Says not looking for strategic investment, but want alliances in research, development, technology

Jyothy Labs
Jyothy Labs
Viveat Susan Pinto Mumbai
Last Updated : Jan 29 2018 | 5:16 AM IST
Consumer goods major Jyothy Laboratories — best known for brands such as Ujala and Henko — is open for new partnerships following a breakdown in talks with German company Henkel last year. Henkel's window to invest in Jyothy lapsed on October 31 after it failed to exercise the option for picking up 26 per cent stake in the firm.
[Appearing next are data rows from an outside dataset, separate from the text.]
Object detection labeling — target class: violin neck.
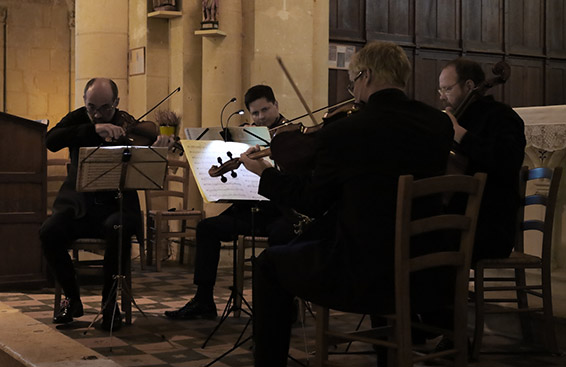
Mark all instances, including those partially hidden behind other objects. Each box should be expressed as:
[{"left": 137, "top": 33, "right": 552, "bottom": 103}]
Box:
[{"left": 247, "top": 147, "right": 271, "bottom": 160}]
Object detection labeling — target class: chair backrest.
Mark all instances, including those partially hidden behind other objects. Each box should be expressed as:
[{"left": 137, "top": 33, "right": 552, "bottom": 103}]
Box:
[
  {"left": 394, "top": 173, "right": 486, "bottom": 359},
  {"left": 47, "top": 157, "right": 70, "bottom": 215},
  {"left": 515, "top": 166, "right": 562, "bottom": 263},
  {"left": 145, "top": 159, "right": 191, "bottom": 212}
]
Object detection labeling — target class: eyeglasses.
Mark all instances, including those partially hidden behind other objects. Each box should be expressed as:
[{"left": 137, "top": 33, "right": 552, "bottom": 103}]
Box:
[
  {"left": 347, "top": 71, "right": 364, "bottom": 96},
  {"left": 86, "top": 101, "right": 116, "bottom": 115},
  {"left": 438, "top": 81, "right": 460, "bottom": 96}
]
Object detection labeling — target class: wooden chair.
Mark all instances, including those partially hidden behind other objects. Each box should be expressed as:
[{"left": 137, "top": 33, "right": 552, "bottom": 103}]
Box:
[
  {"left": 145, "top": 159, "right": 203, "bottom": 271},
  {"left": 470, "top": 166, "right": 562, "bottom": 359},
  {"left": 47, "top": 158, "right": 70, "bottom": 217},
  {"left": 315, "top": 173, "right": 486, "bottom": 367}
]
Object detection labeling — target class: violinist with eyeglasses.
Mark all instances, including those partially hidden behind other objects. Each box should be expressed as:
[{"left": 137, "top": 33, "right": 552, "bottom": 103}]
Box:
[
  {"left": 40, "top": 78, "right": 174, "bottom": 331},
  {"left": 239, "top": 41, "right": 455, "bottom": 367}
]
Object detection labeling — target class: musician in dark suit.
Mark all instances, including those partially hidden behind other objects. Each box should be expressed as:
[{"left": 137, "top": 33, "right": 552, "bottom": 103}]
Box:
[
  {"left": 40, "top": 78, "right": 172, "bottom": 331},
  {"left": 240, "top": 41, "right": 455, "bottom": 367},
  {"left": 439, "top": 58, "right": 526, "bottom": 261},
  {"left": 163, "top": 85, "right": 295, "bottom": 320}
]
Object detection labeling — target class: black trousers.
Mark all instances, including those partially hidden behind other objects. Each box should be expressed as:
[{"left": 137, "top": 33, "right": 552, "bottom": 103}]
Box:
[
  {"left": 193, "top": 203, "right": 295, "bottom": 287},
  {"left": 40, "top": 202, "right": 137, "bottom": 304}
]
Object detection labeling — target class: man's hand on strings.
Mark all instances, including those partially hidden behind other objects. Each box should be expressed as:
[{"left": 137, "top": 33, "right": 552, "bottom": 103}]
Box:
[
  {"left": 95, "top": 123, "right": 125, "bottom": 141},
  {"left": 152, "top": 134, "right": 176, "bottom": 148},
  {"left": 240, "top": 145, "right": 273, "bottom": 176}
]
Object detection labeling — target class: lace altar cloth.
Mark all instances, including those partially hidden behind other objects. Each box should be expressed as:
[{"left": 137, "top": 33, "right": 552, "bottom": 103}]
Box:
[{"left": 514, "top": 105, "right": 566, "bottom": 152}]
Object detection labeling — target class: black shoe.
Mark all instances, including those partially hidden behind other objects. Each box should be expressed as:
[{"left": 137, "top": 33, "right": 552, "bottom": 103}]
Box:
[
  {"left": 164, "top": 298, "right": 217, "bottom": 320},
  {"left": 53, "top": 297, "right": 84, "bottom": 324},
  {"left": 101, "top": 303, "right": 123, "bottom": 331}
]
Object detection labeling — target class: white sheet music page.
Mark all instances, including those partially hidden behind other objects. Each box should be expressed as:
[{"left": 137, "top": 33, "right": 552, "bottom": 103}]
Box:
[{"left": 180, "top": 139, "right": 269, "bottom": 203}]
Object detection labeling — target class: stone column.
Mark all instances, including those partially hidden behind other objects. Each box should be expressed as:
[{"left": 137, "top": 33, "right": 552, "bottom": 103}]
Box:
[
  {"left": 199, "top": 0, "right": 243, "bottom": 128},
  {"left": 242, "top": 0, "right": 328, "bottom": 123},
  {"left": 74, "top": 0, "right": 128, "bottom": 109}
]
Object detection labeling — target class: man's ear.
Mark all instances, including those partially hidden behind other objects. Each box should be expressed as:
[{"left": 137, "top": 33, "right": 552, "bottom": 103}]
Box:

Speaking with Business Standard, Ullas Kamath, joint-managing director, Jyothy Labs, said: “We are not looking for strategic investors because our experience tells us that they would want to get involved in the running of the business. This could result in a culture clash, which could be detrimental to the company. What we are instead open to is a financial investment or even alliances in research, development and technology. We are also open to brand alliances with companies keen to set up base in India. This is a more acceptable arrangement to us.” 

The breakdown in talks between Henkel and Jyothy was ascribed to their inability to arrive at a consensus on the way forward for the firm. Jyothy, sources said, wanted more brands from the Henkel stable in addition to Pril and Fa for which it pays a 2 per cent royalty to the German major. Jyothy was also seeking greater leeway in running the business, while the German company wanted more say in day-to-day management.

Kamath said the “Henkel chapter is over” and that the focus would now be on the next level of growth. “By 2021, we want to touch a turnover of Rs 40 billion. For this, we are looking at both organic and inorganic growth,” he said. 

While, the company is likely to close this financial year with a topline of Rs 18 billion after taking into account the goods and services tax, the next financial year may see it cross Rs 20 billion in turnover, Kamath said. “We should consistently grow over the next two years thereafter, but we will need to support this growth with a few regional acquisitions,” he said.

The acquisitions, he said, would be in Jyothy’s existing areas of operations, including fabric care, home care, personal care and surface cleaners. “We wish to consolidate our presence in our existing areas of operation. The acquisitions will act as bolt-on transactions, intended to push topline. Once we touch Rs 40 billion in turnover, the next level of growth would be for the Rs 80-billion-mark in terms of topline.”

Jyothy is also looking to ride the herbal revolution in consumer goods, using brands such as Margo soap and Neem toothpaste. For the quarter ended December, Margo soap, with a turnover of Rs 1.75 billion, reported a 44 per cent year-on-year growth, emerging among the fastest growing brands within Jyothy’s portfolio. While Neem toothpaste is a smaller brand (Rs 300 million turnover), Jyothy has plans to take it national, and also export it to south-east Asia.